30 years of Macintosh

Stephen Fry commemorates the 30th anniversary of the introduction of the Macintosh by lamenting one of the great mischances of history:

In one of the world’s most extraordinary missed meetings in industrial, commercial or any other kind of human history, a Henry Morton Stanley failed to encounter a Dr Livingston in the most dramatic and comical fashion.

In the early 90s a young British computer scientist, Tim Berners-Lee had been tasked by CERN (Centre Européeen pour la Recherche Nucléaire the now famous large hardon collider that found the Higgs Boson or a tiny thing pretending to be it) to go in and see if he could find a way of getting the Tower of Babel of different computing platforms used by the hundreds of physicists at the plant to talk to each other. He came up with something that made use of metatextual techniques that he called The Information Mine. Being a very very modest man he realised that those initials spelled out his name, TIM, so he changed it at the last minute to the World Wide Web. He wrote a language HTML (Hypertext Markup Language), a set of communication protocols (chiefly htttp — the hypertext transfer protocol) and an application, as we would now say, on which all these could run, which he called a browser.

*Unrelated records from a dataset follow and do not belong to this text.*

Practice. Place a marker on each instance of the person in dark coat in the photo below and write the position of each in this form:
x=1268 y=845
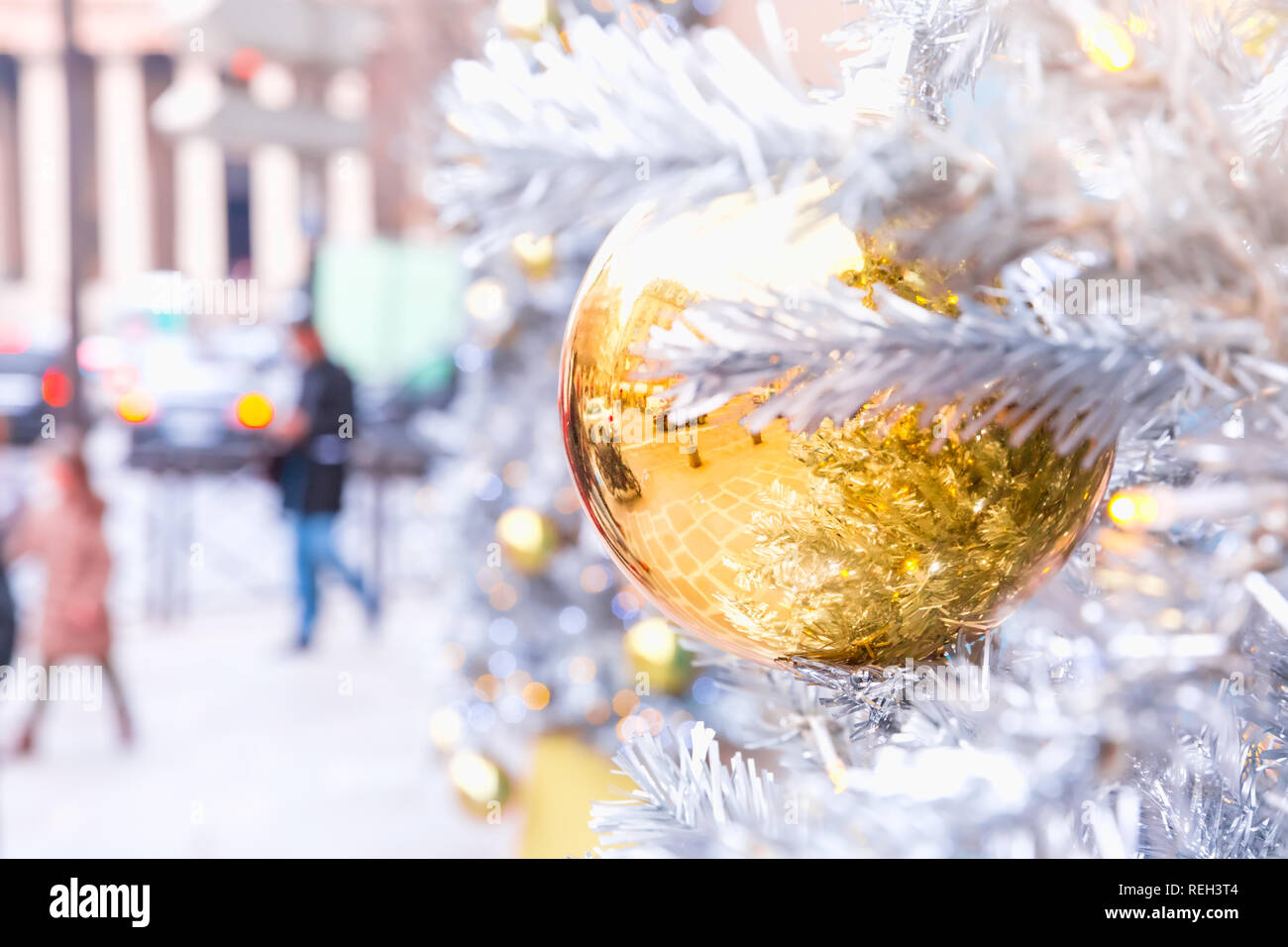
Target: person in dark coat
x=318 y=437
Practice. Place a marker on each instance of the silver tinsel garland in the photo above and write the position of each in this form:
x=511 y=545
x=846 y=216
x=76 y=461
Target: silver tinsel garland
x=1137 y=706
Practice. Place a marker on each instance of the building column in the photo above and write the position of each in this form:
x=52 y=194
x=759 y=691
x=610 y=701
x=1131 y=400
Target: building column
x=351 y=210
x=200 y=192
x=11 y=227
x=44 y=166
x=277 y=243
x=124 y=204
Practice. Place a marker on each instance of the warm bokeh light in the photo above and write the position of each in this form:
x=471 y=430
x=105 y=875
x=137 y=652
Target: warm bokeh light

He planned, devised, programmed and completed this most revolutionary code in Geneva on one of Steve Jobs’s black cube NeXT computers. Hugging his close to him he took the train to Paris where Jobs was going to be present at a NeXT developers’ conference. Clutching the optical disc that contained the most important computer code in history he sat at a desk while Steve marched up and down looking at hopeful programs and applications. As in all of Steve’s judgments they either sucked or were insanely great. Like a Duchess inspecting a flower show he continued along the rows sniffing and frowning until he got two away from the man who had created the code which would change everything, everything in our world. “Sorry Steve, we need to be out of here if we’re going to catch that plane,” whispered an aide into Jobs’s ear. So, with an an encouraging wave Steve left, two footsteps away from being the first man outside Cern to see the World Wide Web. The two men never met and now, since Steve’s death, never can.

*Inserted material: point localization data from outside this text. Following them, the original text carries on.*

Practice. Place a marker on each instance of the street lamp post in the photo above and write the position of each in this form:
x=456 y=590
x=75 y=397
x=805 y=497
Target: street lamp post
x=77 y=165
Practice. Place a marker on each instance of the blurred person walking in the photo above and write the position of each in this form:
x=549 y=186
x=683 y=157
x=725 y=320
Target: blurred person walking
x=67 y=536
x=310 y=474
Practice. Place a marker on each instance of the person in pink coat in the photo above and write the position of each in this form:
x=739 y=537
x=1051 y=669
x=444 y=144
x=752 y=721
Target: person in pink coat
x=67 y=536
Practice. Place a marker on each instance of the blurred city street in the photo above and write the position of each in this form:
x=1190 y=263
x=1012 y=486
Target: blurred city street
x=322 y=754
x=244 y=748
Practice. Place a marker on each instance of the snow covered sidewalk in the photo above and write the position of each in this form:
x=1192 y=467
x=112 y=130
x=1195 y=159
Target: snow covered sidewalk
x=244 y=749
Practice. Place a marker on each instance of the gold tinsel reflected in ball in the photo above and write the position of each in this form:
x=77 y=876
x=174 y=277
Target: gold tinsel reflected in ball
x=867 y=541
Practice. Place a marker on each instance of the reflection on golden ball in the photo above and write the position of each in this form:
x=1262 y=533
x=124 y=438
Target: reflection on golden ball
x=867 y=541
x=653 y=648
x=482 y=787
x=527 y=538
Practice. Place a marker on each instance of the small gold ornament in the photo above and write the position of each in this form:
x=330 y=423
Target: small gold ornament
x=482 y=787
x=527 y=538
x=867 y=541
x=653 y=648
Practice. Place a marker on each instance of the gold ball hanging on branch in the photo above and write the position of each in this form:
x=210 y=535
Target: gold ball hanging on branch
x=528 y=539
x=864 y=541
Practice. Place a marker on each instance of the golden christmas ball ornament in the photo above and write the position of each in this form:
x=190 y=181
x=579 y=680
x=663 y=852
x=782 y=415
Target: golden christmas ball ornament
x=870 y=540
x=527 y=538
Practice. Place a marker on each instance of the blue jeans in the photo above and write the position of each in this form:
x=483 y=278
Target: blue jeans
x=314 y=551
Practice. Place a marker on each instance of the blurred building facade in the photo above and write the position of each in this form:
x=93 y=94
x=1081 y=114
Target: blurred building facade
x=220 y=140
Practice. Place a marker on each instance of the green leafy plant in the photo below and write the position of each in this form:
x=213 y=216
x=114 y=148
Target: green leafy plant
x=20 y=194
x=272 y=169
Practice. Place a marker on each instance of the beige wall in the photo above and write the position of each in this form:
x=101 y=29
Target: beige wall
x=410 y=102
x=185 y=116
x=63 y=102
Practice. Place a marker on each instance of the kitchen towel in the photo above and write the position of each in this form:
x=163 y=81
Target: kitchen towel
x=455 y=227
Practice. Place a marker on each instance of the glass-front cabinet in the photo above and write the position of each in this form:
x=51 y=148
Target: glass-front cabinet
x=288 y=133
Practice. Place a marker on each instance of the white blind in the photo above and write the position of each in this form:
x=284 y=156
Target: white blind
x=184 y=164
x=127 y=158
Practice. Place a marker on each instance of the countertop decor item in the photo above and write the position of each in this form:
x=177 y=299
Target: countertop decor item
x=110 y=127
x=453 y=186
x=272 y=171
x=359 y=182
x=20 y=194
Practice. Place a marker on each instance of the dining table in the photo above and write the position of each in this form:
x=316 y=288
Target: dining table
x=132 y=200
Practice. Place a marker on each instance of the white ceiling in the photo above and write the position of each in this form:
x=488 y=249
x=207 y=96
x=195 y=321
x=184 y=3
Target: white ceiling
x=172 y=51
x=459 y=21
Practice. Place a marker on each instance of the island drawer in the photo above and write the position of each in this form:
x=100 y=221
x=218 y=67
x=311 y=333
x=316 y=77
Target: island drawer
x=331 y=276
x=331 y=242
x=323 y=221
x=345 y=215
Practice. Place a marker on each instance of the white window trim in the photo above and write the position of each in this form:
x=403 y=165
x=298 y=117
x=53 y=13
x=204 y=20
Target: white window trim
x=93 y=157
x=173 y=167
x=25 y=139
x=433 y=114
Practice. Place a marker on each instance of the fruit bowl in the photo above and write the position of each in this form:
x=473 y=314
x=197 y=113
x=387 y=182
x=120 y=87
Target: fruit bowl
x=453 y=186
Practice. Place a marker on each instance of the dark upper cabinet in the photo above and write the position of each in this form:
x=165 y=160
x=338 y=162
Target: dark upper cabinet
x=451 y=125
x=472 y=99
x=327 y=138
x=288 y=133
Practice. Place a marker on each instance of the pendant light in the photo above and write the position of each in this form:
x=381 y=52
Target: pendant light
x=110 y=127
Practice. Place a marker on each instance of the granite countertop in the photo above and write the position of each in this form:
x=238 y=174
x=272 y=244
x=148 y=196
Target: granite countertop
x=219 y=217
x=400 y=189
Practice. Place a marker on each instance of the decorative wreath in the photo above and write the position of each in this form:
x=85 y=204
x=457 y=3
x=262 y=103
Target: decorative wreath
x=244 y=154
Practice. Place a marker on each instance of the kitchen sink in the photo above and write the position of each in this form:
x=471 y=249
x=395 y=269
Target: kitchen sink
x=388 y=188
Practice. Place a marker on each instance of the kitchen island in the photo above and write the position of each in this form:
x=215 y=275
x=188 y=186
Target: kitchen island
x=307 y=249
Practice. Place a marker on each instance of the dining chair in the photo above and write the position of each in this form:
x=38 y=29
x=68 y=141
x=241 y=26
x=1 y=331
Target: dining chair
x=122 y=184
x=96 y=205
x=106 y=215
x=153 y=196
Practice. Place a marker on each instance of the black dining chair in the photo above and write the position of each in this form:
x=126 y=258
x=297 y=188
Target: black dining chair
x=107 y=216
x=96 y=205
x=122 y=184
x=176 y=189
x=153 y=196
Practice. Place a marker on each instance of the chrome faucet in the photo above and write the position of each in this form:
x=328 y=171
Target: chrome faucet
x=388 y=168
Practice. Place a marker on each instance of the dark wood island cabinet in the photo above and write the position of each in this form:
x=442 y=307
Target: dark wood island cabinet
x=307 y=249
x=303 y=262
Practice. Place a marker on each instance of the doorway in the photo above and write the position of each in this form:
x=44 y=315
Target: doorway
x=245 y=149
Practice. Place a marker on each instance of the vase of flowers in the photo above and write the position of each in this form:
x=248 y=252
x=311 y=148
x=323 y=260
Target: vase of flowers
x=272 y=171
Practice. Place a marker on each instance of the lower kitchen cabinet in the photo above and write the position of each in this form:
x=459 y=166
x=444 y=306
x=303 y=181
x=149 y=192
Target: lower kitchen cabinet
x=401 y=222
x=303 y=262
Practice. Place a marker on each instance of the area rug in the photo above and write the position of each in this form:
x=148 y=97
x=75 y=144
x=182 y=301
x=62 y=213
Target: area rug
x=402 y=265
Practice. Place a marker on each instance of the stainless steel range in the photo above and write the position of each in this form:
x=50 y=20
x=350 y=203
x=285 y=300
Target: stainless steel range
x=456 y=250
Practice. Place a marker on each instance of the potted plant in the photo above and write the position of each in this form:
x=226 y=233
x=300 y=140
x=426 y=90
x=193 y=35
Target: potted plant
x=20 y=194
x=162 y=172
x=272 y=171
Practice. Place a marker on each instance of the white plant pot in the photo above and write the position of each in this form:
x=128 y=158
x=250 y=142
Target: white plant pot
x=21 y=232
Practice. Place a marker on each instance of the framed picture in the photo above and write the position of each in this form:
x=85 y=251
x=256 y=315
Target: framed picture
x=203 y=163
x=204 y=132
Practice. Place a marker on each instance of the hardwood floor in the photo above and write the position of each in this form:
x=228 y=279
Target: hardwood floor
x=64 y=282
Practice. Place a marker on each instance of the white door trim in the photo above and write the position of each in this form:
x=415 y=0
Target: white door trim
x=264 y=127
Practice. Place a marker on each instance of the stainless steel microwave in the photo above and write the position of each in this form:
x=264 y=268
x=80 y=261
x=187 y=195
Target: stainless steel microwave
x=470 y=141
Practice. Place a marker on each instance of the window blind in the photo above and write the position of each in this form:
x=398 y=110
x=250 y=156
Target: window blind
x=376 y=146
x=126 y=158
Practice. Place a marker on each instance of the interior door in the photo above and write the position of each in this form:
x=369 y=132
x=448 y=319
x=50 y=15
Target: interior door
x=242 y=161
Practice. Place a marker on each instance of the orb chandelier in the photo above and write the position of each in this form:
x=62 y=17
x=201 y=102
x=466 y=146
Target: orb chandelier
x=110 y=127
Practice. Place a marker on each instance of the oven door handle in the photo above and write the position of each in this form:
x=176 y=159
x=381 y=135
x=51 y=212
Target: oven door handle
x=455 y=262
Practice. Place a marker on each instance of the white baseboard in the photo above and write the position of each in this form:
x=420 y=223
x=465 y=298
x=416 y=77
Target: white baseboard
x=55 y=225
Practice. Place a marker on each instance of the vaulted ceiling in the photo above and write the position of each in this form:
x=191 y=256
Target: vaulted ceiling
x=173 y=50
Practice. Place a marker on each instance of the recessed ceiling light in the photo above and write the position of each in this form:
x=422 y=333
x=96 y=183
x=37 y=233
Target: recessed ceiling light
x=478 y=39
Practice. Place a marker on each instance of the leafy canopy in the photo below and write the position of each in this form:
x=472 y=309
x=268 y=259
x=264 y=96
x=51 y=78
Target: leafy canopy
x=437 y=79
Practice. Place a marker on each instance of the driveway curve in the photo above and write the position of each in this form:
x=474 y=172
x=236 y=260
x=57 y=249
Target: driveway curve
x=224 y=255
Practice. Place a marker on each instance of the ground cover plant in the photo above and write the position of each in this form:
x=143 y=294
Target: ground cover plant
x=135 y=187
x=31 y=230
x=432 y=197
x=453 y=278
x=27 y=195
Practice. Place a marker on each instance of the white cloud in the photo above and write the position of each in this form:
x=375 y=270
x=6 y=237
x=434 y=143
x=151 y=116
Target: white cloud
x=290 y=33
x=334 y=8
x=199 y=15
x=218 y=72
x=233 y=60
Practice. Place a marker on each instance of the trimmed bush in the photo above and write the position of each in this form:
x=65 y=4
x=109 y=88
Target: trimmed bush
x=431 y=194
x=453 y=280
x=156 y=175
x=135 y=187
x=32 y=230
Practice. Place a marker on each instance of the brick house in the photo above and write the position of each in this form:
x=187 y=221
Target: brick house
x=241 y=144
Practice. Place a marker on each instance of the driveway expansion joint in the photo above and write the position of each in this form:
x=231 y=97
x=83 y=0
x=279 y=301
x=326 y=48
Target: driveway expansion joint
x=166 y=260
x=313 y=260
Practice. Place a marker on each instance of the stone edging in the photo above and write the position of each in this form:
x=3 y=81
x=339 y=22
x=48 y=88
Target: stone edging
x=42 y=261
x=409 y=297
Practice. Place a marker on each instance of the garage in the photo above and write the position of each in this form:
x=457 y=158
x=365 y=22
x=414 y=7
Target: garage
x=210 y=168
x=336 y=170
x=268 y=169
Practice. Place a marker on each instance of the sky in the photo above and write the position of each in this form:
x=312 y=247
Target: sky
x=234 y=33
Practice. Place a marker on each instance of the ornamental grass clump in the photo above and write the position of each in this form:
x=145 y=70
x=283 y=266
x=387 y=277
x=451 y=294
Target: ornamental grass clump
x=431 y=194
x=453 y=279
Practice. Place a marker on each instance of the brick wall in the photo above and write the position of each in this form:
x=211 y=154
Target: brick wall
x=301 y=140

Those who only know me as an inveterate Apple-hater probably don’t realize that I started out as an Apple guy. While my father built his fortune on the IBM PC, first on its need for memory cards, then on its need for high-resolution graphics, (he created and sold the first 1024×768 board for it, the ARTIST card.), my pride and joy and constant companion was an Apple //e. It was stacked, with two disk drives, a color monitor, and a 300 baud modem. I loved that machine, but I gave it up reluctantly when I went off to college and it became apparent that I was going to need something better suited to writing papers.

So, my parents gave me a Macintosh Plus, which gave me a huge advantage over other students, who had to wait their turn in the computer labs when they needed to write their papers. I had a particularly nice setup, since I lived in the only dorm with its own computer lab, complete with Macintosh computers and printers, so I could write my papers, then walk the disk down to the computer lab at 4 AM and print them out without delay. I remember, in particular, one paper on Alfred the Great that blew my professor away because it included a map of England on which I’d drawn the various extents of the Danelaw.

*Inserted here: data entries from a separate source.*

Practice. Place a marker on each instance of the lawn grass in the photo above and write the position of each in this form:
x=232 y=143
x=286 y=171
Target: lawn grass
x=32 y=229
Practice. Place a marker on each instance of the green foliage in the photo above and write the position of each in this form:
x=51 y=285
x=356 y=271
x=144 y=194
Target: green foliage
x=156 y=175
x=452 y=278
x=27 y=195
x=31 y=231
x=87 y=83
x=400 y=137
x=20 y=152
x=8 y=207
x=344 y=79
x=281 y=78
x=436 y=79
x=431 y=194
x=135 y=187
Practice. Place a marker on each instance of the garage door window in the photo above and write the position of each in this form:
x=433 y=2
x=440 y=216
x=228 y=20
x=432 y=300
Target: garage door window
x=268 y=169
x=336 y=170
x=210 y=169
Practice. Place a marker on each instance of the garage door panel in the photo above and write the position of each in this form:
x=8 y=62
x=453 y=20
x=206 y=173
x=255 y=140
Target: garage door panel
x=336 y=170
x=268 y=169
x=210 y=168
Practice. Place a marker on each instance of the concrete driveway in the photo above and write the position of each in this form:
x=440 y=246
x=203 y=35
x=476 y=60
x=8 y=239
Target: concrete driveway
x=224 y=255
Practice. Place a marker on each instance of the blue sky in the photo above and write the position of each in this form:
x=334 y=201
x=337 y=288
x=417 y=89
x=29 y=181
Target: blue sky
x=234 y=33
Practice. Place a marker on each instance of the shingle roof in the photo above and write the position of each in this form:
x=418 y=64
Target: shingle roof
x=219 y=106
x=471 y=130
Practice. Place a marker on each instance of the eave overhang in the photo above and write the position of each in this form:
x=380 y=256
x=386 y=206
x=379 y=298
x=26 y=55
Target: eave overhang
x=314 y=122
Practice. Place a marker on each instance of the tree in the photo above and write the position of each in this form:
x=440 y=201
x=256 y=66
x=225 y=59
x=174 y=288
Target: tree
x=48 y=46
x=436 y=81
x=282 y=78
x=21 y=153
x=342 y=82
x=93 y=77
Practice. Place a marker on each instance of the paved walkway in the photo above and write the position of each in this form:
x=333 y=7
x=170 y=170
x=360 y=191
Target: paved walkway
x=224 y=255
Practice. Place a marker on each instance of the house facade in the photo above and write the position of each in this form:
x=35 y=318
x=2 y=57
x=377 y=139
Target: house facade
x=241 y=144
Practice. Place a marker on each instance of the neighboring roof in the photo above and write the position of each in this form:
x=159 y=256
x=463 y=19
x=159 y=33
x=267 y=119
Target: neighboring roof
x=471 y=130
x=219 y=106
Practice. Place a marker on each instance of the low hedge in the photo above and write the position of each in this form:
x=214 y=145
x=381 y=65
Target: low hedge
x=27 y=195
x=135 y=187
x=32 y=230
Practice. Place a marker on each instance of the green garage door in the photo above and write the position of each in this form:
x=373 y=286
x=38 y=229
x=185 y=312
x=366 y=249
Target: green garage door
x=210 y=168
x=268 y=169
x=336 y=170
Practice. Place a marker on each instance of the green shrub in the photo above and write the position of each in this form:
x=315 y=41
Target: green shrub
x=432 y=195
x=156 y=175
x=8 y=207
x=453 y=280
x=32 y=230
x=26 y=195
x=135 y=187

Not that he was unfamiliar with the Danelaw, but it was the first time he’d ever seen a printed graphic in a student paper. That was the power of the Macintosh. I don’t think I ever turned in a paper again without some visual example. In fact, looking at the two college papers I still have with me today, one on the economic development of Japan and the Soviet Union, the other on the Italian condottieri, I can see crosshatched maps of Italy and several charts very similar to those that regularly litter my economics posts. That Macintosh Plus created a habit of readily resorting to bar charts that apparently persists even today.

Where the Macintosh ultimately fell down was not in its failure to penetrate the business market. That’s the conventional wisdom, but it is wrong. Apple was never going to dislodge IBM and Microsoft there and was wise not to kill itself trying. The opportunity that Steve Jobs mysteriously missed, long before the World Wide Web, was the games market. Despite its GUI, the failure to adopt color for three years after the PS/2 introduced VGA/MCGA, as well as its reluctance to embrace a non-serious market, meant that Apple conceded the games market to DOS.

Papers be damned. The first time I saw Wing Commander, I switched immediately over to DOS and picked up a Compaq 386/25. I haven’t looked back since.

I admire the late Steve Jobs. He was an amazingly innovative corporate genius. It is deeply lamentable that his chief legacy as a technologist appears likely to be the walled garden of Apple.